Badan Pengawas Obat dan Makanan (BPOM) menyatakan tanggung jawab terkait obat sirop dengan kandungan Etilen Glikol maupun Dietilen Glikol yang tinggi ada pada produsen obat. Pertimbangannya, BPOM hanya bertugas sebagai regulator.
Kepala BPOM Penny S Lukito menganalogikan hubungan BPOM dan produsen obat seperti polisi dan pengemudi kendaraan. Pengemudi harus lolos tes yang ditetapkan kepolisian agar mendapatkan Surat Izin Mengemudi (SIM).
Dalam hal ini, BPOM bertugas untuk menguji produsen obat dalam memproduksi obat. Produsen wajib untuk memastikan keamanan bahan baku, proses pembuatan, hingga keamanan dan khasiat obat.
Setelah lolos uji, produsen obat akan mendapatkan sertifikat Cara Produksi Obat yang Baik atau CPOB. Serupa dengan pelanggaran lalu lintas, BPOM tak bisa menjamin produsen tak melanggar aturan.
"Sekarang, kami minta tanggung jawab produsen obat yang ternyata mengandung pencemaran yang sangat tinggi itu," kata Penny dalam konferensi pers virtual, Kamis (27/10).
Cemaran yang dimaksud Penny adalah Etilen Glikol (EG) maupun Dietilen Glikol (DEG).
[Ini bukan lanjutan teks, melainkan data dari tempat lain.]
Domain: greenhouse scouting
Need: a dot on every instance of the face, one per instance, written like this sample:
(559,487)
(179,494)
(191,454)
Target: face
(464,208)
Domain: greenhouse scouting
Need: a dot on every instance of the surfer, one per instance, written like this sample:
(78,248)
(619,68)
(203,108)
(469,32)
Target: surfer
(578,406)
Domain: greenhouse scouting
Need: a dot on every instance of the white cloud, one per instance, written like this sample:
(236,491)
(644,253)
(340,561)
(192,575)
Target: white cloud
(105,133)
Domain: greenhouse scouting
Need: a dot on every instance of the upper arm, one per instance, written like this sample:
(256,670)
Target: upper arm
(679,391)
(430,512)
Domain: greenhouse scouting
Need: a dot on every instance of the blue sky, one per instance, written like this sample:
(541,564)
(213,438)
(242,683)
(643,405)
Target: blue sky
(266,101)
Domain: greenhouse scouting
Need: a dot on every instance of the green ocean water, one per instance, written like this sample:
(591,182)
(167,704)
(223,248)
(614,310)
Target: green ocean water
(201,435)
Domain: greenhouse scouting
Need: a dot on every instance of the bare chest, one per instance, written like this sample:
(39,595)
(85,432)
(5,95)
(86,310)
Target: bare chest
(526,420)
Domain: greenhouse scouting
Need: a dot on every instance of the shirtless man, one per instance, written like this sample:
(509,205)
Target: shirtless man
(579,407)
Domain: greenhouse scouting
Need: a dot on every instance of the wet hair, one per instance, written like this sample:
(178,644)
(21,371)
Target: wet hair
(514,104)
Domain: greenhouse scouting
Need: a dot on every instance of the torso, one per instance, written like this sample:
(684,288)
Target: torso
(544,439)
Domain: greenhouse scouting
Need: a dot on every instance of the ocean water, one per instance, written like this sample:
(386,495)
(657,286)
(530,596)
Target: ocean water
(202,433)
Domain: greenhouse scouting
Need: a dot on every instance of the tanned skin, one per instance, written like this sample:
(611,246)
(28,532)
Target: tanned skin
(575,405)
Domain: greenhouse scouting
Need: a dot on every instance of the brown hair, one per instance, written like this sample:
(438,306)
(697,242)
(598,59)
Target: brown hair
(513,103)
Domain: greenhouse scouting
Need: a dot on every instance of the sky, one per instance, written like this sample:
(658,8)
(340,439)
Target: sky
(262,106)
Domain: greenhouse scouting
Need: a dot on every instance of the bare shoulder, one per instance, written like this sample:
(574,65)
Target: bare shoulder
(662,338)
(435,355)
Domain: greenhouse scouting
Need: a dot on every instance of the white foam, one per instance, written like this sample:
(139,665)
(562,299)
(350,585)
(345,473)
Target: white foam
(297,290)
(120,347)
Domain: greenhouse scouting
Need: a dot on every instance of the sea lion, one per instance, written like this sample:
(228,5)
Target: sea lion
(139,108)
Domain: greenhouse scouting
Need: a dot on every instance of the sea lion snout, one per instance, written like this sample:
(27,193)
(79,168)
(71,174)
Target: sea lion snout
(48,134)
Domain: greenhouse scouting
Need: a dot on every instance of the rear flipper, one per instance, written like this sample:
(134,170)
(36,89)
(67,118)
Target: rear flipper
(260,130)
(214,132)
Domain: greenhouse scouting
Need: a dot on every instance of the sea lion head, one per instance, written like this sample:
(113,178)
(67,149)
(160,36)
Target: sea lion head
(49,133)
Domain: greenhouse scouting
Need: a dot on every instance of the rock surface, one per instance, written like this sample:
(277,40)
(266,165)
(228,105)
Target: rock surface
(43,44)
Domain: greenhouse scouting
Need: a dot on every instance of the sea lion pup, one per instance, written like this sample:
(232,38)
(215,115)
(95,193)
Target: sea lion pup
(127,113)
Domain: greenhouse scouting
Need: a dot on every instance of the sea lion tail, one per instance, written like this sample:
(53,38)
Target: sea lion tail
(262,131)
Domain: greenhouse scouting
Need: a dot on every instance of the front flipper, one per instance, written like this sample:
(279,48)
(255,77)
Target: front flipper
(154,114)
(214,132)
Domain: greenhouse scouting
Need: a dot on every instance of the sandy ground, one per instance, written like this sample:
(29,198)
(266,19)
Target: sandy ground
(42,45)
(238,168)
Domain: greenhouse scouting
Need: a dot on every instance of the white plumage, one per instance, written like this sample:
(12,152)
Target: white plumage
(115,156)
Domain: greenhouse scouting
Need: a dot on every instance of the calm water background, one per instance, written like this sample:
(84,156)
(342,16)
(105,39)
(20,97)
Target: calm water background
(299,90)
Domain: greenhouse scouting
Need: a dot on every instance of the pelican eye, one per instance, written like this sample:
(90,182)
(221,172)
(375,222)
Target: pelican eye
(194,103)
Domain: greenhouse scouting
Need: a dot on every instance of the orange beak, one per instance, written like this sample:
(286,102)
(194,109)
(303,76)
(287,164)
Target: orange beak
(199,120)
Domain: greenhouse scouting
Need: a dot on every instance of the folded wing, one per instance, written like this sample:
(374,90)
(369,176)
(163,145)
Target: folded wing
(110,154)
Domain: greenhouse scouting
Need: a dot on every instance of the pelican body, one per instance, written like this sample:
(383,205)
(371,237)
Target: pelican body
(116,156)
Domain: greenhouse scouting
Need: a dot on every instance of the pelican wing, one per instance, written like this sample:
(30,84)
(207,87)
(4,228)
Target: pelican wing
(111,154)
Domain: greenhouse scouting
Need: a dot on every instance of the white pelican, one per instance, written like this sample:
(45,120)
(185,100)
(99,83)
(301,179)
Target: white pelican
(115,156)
Sebagai informasi, EG dan DEG merupakan cemaran yang mungkin dihasilkan dalam proses pencairan obat menggunakan pencair obat atau solvent.
Karena cemaran EG dan DEG tidak bisa dihindari, BPOM telah menetapkan kadar maksimum EG dan DEG dalam suatu obat adalah 0,5 miligram. BPOM telah menemukan beberapa obat dengan kadar EG dan DEG yang sangat tinggi. Penny menduga EG dan DEG menjadi pelarut obat, seperti Propilen Glikol (PG), Polietilen Glikol (PEG), Sorbitol, atau Gliserin/Gliserol.
BPOM dapat menjatuhkan dua jenis sanksi, yakni perdata dan pidana. Sanksi perdata adalah penarikan produk dari pasar hingga pencabutan sertifikat CPOB, sedangkan sanksi pidana dijatuhkan saat ada unsur kesengajaan.
Penny mengatakan pihaknya telah mengawasi produsen obat cukup ketat. Namun belakangan, bahan yang masuk ternyata bahan baku non farmasi.
"Jangan minta tanggung jawab ke BPOM, karena kami sudah melakukan pengawasan sebaik-baiknya dari sisi sumber daya manusia dan sumber daya yang lain," kata Penny.
Penny mengatakan bahwa BPOM tidak berwenang dalam mengawasi importasi solvent PG dan PEG. Pasalnya, pelarut tersebut tidak digunakan hanya oleh industri farmasi, tapi juga oleh industri pengolahan lainnya, seperti industri cat.
Industri juga wajib untuk memeriksa langsung kualitas bahan baku maupun bahan tambahan dari pemasoknya. Meski demikian kemampuan setiap produsen dalam memeriksa berbeda tergantung besar kecilnya industri.
Menurutnya, produsen obat yang obatnya ditemukan memiliki kadar EG dan DEG yang tinggi adalah produsen berskala kecil dan baru. "Di situ kami lebih intensif melakukan pengawasan. Ke depan akan kami perkuat," kata Penny.
Sedangkan Ketua Komite Pengembangan Perdagangan dan Industri Bahan Baku Gabungan Pengusaha Farmasi Indonesia (GPFI), Vincent Harijanto, mengatakan temuan EG dan DEG tak harus membuat produsen menyetop kegiatan.
"Distribusi harus jalan terus. bagaimana kalau misalnya anak-anak membutuhkan obat yang lain," jelas Vincent saat dihubungi Katadata.co.id, Jumat (21/10).